The current constitution came into effect in 1997 and provides for, among many important provisions, “freedom and independence of the press and other information media,” §207(3), prohibitions against torture and inhumane treatment, §21, and that the judiciary “shall be independent and…shall not be subject to the control or direction of any person or authority” §120(3). However, Jammeh successfully introduced amendments that undermined these provisions. For example, President Jammeh amended §52 of the Criminal Code Act to make written or oral statements considered critical of the government a legal cause of action. To prevent the erosion of constitutional checks and balances “by the parochial interests of one man,” the CRC is just one facet of the transformative justice process that operates in tandem with the Truth Reconciliation and Reparations Commission (TRRC) to raise greater awareness of Jammeh’s actions. The TRRC has heard testimony from those who participated in the military coup with Jammeh and claims of torture during his administration.

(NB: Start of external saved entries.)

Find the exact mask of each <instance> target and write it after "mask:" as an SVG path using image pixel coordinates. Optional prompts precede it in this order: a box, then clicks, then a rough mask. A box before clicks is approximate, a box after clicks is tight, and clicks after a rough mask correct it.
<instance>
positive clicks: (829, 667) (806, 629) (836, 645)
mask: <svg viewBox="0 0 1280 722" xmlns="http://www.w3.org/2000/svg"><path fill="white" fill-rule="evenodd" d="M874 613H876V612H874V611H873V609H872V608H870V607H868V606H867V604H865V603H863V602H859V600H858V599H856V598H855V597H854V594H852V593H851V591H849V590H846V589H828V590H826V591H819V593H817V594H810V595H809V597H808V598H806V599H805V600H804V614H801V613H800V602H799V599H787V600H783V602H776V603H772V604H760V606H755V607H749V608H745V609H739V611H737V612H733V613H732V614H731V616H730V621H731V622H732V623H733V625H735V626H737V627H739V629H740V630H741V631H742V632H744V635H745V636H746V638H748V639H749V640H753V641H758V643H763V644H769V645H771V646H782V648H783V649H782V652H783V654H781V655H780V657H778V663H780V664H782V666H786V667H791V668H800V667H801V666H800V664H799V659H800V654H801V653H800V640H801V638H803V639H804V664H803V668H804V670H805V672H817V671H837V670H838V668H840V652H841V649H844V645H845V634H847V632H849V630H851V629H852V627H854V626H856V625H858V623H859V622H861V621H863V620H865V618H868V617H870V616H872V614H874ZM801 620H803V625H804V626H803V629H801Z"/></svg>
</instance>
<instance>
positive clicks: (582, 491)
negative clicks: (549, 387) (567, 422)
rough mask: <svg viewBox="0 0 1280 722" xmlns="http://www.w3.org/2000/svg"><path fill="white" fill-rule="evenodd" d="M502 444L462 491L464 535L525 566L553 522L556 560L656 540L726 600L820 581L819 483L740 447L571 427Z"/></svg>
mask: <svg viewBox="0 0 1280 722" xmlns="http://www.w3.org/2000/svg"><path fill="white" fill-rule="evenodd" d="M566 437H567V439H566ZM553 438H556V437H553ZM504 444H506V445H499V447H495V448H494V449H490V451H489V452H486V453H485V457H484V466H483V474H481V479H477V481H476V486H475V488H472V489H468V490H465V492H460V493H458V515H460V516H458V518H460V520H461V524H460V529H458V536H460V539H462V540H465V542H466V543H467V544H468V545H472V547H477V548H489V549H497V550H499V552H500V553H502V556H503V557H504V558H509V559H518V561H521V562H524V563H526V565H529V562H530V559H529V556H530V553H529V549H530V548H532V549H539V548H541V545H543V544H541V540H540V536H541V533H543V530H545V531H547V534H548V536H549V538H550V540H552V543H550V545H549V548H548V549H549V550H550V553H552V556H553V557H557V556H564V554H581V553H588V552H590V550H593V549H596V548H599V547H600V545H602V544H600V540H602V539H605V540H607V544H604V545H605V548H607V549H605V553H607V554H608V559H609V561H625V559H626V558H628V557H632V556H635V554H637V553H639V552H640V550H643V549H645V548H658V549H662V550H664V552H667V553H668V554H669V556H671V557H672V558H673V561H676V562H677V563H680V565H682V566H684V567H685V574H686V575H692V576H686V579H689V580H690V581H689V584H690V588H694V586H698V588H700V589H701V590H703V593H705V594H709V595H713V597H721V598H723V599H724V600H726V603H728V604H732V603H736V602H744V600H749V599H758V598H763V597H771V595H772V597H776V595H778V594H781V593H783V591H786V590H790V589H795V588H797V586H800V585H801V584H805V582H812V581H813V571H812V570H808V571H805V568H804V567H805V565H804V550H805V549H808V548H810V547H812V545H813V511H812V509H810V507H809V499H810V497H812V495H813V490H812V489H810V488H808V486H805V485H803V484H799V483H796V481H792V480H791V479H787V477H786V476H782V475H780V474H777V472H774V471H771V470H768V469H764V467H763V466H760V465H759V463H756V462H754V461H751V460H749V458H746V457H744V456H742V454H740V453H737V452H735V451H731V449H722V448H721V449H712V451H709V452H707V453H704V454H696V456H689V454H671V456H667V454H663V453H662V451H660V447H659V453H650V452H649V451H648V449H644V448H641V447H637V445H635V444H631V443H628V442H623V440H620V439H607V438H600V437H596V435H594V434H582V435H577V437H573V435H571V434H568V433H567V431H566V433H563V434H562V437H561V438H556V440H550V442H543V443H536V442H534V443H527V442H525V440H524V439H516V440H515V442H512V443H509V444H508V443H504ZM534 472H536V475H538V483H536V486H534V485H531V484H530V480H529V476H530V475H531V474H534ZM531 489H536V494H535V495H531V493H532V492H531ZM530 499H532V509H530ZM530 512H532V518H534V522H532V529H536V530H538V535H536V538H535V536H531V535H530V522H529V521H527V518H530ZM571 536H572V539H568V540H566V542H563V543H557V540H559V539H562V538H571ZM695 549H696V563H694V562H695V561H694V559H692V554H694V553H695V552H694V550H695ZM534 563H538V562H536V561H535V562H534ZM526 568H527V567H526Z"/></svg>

Dr. Baba Jallow, the Executive Secretary of the TRRC, described the purpose of the transformative justice process as creating ‘nation-schools’ that inform citizens, especially the youth, on the language and purpose of the constitution so that no future government can violate or trivialize their rights as the previous administration did. A constitution, regardless of how well written, can only have substantive effect if a nation’s citizens understand their rights and oppose those forces that conflict with the constitution. The outcome of this process will serve as an important template for similarly situated constitutional democracies seeking to promote civic engagement and prevent the re-occurrence of harmful government actions.
Oladeji M. Tiamiyu is a 2L at Harvard Law School who spent the January semester as a legal intern at The Gambian Ministry of Justice.